Betty spends an evening with Fraya, and on her way home, she finds an owl crucified on a barbed-wire fence. A woman helps her save the owl. She returns to Fraya’s apartment to tell her about it, but Fraya is already asleep. The next morning, Betty sees that Fraya is dead. On the way home, she realizes that the owl is still stuck in the barbed wire, and there is no sign of the woman she saw the night before. It turns out that Fraya died from an allergic reaction because her hand was stuck in a jar with a bee. The police rule it a suicide. Leland leaves town after Fraya’s death, and Lint and Flossie make excuses not to join Betty and her father to scatter Fraya’s ashes around Breathed.

At age 17, Betty takes her writing more seriously and begins to see herself as beautiful. One day, Flossie ties her son Nova’s shoelace to the tracks as a train approaches. When Betty finally convinces her to save Nova, the train stops in front of them just in time. The next week, Nova falls from the bed and sustains a brain injury. Flossie goes to Hollywood to follow her dreams, leaving her son with her mother-in-law. Flossie becomes addicted to drugs and dies of an overdose years later.

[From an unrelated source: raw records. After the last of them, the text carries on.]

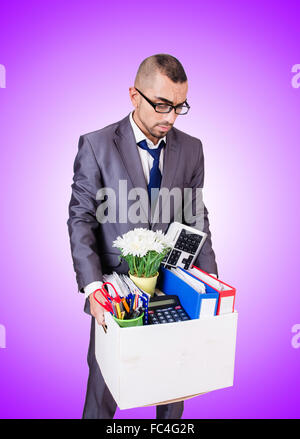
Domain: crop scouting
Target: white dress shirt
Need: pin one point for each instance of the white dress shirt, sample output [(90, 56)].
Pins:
[(147, 162)]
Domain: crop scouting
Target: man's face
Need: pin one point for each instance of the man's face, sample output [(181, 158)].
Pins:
[(156, 125)]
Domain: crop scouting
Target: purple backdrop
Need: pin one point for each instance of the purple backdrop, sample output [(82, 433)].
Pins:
[(68, 69)]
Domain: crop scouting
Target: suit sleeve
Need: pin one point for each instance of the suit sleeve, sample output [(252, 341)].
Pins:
[(206, 259), (82, 222)]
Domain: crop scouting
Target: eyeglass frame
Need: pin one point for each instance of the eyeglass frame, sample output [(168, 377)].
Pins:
[(154, 105)]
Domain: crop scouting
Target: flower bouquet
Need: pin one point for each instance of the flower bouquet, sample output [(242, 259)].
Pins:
[(143, 250)]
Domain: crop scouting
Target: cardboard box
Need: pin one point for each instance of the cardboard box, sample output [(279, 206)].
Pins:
[(155, 364)]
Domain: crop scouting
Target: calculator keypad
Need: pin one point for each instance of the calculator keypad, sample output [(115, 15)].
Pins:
[(167, 315)]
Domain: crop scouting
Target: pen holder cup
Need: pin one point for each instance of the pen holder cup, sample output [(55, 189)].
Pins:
[(130, 322)]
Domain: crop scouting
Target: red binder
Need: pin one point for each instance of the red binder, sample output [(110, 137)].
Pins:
[(226, 292)]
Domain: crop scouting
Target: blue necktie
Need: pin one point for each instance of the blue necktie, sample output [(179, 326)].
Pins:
[(155, 174)]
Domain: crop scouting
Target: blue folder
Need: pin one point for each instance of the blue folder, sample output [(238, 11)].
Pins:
[(190, 299)]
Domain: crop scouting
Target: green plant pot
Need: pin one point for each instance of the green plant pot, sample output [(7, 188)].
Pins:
[(130, 322), (147, 284)]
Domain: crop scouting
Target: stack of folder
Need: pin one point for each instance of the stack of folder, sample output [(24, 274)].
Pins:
[(200, 294)]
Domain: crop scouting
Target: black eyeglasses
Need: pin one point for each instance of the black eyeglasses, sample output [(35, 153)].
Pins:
[(167, 108)]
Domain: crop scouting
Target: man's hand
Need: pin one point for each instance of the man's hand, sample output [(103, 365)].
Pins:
[(96, 309)]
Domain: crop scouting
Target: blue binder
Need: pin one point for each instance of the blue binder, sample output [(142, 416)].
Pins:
[(191, 300)]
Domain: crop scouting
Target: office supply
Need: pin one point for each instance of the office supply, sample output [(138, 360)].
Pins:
[(227, 293), (166, 309), (109, 300), (196, 305), (190, 280), (186, 245)]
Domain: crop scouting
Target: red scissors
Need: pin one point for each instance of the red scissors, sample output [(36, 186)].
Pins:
[(109, 299)]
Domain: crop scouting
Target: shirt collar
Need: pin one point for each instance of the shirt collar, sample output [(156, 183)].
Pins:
[(139, 135)]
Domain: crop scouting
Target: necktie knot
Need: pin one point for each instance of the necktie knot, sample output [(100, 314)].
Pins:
[(154, 152), (155, 174)]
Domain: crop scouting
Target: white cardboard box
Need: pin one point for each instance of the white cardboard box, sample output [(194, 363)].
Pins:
[(154, 364)]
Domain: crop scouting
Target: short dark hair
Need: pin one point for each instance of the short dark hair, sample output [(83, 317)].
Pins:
[(166, 64)]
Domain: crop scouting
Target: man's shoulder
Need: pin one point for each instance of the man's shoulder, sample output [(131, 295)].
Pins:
[(105, 132), (186, 139)]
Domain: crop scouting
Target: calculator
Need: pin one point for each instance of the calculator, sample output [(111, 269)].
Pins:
[(186, 245), (166, 309)]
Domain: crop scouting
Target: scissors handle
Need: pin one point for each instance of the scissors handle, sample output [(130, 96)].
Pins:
[(117, 298), (106, 305)]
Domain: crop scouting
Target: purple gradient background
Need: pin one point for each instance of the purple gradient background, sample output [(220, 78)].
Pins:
[(63, 60)]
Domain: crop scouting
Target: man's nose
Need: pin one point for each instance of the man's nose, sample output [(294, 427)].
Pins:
[(171, 117)]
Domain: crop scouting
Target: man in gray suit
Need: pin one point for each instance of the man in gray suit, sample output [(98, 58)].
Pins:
[(113, 168)]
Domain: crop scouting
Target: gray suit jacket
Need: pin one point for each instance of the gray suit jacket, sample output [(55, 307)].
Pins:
[(105, 157)]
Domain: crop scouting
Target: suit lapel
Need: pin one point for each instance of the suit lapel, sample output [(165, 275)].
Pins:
[(170, 166), (125, 143)]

One day, Betty and her father are sitting in the woods and telling stories when blood starts dripping from Landon’s nose. They say that they love each other before he tells her to leave Breathed. The next chapter reveals that this actually did not happen and tells the true story of Landon’s death, in which he collapses in their home, bleeding profusely from his mouth, and dies in the hospital. When Leland appears for the funeral, Betty tells him that his real father is their Grandpappy Lark. She shows him the story of what his father did to Alka and then the story of what she saw him do to Fraya. Leland admits that he killed Fraya because she was pregnant and wanted to keep the child. Betty points a shotgun at him, and Lint emerges to throw rocks at him. Betty says that the flames of hell are already upon him, and he begs for help as he feels their burn. Neither Betty nor Lint help him, and he eventually drives away. At Landon’s funeral, people tell stories about his kindness and love. Soon after, Betty decides to leave Breathed. Lint chooses to stay to continue his father’s business and look after Alka.